Yesterday was a break from looking at the Big Ten, as we gave you a look at the Bulls of USF. Have no fear though, as we’re back to talking B1G today with a look at our Heartland Trophy rivals — Iowa.
After a few years without the rivalry game, it was back to hating each other last year. For Wisconsin it was back to holding the trophy as winners, taking the first battle since 2010 in a 28-9 domination in Iowa City.
With Iowa and Wisconsin in the same division, this rivalry is about to heat up some more. So, let’s get a good luck at the Hawkeyes after this spring.
When All-Big Ten left tackle Brandon Scherff announced he would return to Iowa instead of enter the NFL draft, the prospects for success in 2014 went way up. Scherff is an All-American caliber player, but it also meant that there will be a veteran leader for this group in 2014. It also means that Iowa is going to be really, really good on the offensive and defensive lines this season.
Spring showcased just that, with Scherff being joined by juniors Austin Blythe (center) and Jordan Walsh (right guard) as returning starters. Most importantly though, Iowa found answers at right tackle and left guard this spring in Andrew Donnal and Sean Welsh.
On the defensive side of the ball, Iowa has all four starters from the end of the season returning. Oh, and defensive tackles Louis Trinca-Pasat and Carl Davis both happen to be NFL-caliber players to deal with.
What the Hawkeyes showcased is that both lines are more than just the starters, as the second-team units flashed some brilliance in the limited amount the press was allowed to see before the spring game.
Iowa has experience at all the skill positions, but that experience may not be as quality as the rest of the division at this point. Running back Mark Weisman was a good story for awhile, but as he continued to take a pounding last season it became apparent that he needs help in order for the running game to take off.
Iowa was sixth in the conference in rushing last season, racking up 2,339 yards but only managing 18 touchdowns. That ranked as 10th in the league, showing a clear disconnect between attempts and true production.
Damon Bullock and Jordan Canzeri didn’t exactly set the world on fire this spring either, and Iowa needs to find some speed at running back, because Weisman can’t continue to take 25-30 carries a week and be productive. He’s best as a battering ram to someone else’s speed.
As for wide receiver, despite the experience of Kevonte Martin-Manley there was a severe lack of explosiveness in the passing game for the most part. Enter redshirt freshman Derrick Willies, who gives some hope to fans after a five reception, 142-yard performance in the spring game.
The question is, was that the best we’ll see from Willies, or is that a harbinger of things to come on a consistent basis? If the latter is true than Willies will be a true weapon for Iowa’s offense.
Biggest question mark:
What in the blue hell is going on at quarterback?

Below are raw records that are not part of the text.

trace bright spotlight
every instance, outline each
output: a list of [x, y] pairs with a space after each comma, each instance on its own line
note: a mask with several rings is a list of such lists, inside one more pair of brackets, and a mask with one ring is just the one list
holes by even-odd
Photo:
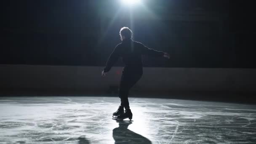
[[122, 2], [125, 4], [134, 5], [140, 3], [140, 0], [122, 0]]

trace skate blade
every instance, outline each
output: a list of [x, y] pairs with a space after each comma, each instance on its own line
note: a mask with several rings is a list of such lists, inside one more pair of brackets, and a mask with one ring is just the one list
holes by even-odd
[[123, 121], [124, 122], [133, 122], [133, 120], [125, 120], [125, 119], [123, 120], [123, 119], [120, 119], [117, 118], [112, 118], [112, 120], [115, 120], [116, 121]]

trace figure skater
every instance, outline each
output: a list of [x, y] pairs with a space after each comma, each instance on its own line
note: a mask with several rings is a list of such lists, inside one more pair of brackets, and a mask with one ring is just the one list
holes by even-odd
[[[129, 28], [123, 27], [120, 32], [122, 43], [115, 48], [108, 58], [107, 64], [101, 72], [105, 76], [119, 57], [121, 57], [125, 64], [121, 77], [118, 96], [121, 99], [121, 104], [117, 110], [113, 113], [117, 120], [133, 117], [129, 106], [129, 91], [141, 77], [143, 73], [141, 55], [146, 54], [155, 57], [170, 59], [168, 53], [149, 48], [141, 43], [131, 39], [133, 32]], [[125, 112], [124, 111], [124, 107]]]

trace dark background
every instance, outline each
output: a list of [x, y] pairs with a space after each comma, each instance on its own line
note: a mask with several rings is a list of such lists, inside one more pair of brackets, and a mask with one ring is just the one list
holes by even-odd
[[253, 0], [142, 1], [2, 1], [0, 64], [103, 66], [128, 27], [134, 40], [171, 54], [144, 57], [145, 67], [256, 68]]

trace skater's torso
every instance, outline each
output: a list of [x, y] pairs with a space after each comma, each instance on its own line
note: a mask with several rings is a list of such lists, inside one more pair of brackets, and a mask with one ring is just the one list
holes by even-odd
[[125, 65], [123, 72], [142, 74], [142, 54], [161, 57], [163, 56], [163, 53], [149, 48], [143, 44], [131, 39], [124, 40], [122, 43], [116, 46], [109, 56], [107, 65], [104, 68], [104, 72], [108, 72], [118, 58], [121, 57]]
[[125, 64], [124, 72], [142, 73], [141, 43], [131, 39], [123, 40], [117, 45], [120, 57]]

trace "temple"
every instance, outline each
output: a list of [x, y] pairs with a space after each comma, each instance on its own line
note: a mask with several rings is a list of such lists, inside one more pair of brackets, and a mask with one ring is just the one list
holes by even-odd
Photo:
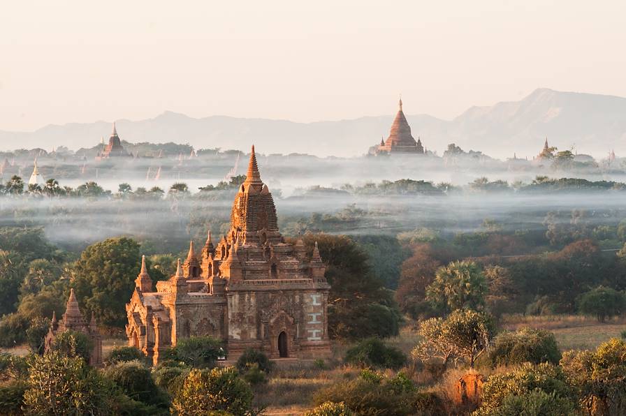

It’s clear that the best passing option is starter Jake Rudock, but spring showed us that Iowa is experimenting with ways to get backup C.J. Beathard on the field.
Marc Morehouse of the Cedar Rapids Gazette put it best when he called the quarterback situation more of a “something,” than a competition. Iowa isn’t exactly known for two-quarterback systems under head coach Kirk Ferentz, so this move brings more questions than answers.
“I’ll be clear about this,” Ferentz said. “Jake has really elevated his performance. He’s a better player than he was in January. When you have two players who you have confidence in, I think it makes sense to play them in a game. The tricky part is with quarterbacks, it’s a little bit different, but I think that’s realistic and it’s certainly something we’re going to talk about when we get back together football-wise in June.”
Iowa may have two talented quarterbacks, but that doesn’t mean you will have success playing both of them. After all, the saying is — if you’ve got two quarterbacks, you’ve really got none.
Watching to see what happens with this “something” in the fall will be the most interesting part of camp leading to the season opener against Northern Iowa.
What it all means:
Most in the media will harp on the three 100-tackle linebackers Iowa must replace, but anyone who paid attention this spring saw a linebacking group that’s just fine. Iowa is going to be a very veteran team once again this fall, and that is to their advantage. What should scare Badger fans is just how deep and good Iowa is on both lines, and when that happens Iowa is a dangerous football team. This spring showed that there are also more playmakers at skill positions than the Hawkeyes had last season. Iowa won’t be an easy out; especially with this game the second of three-straight division games to end the season.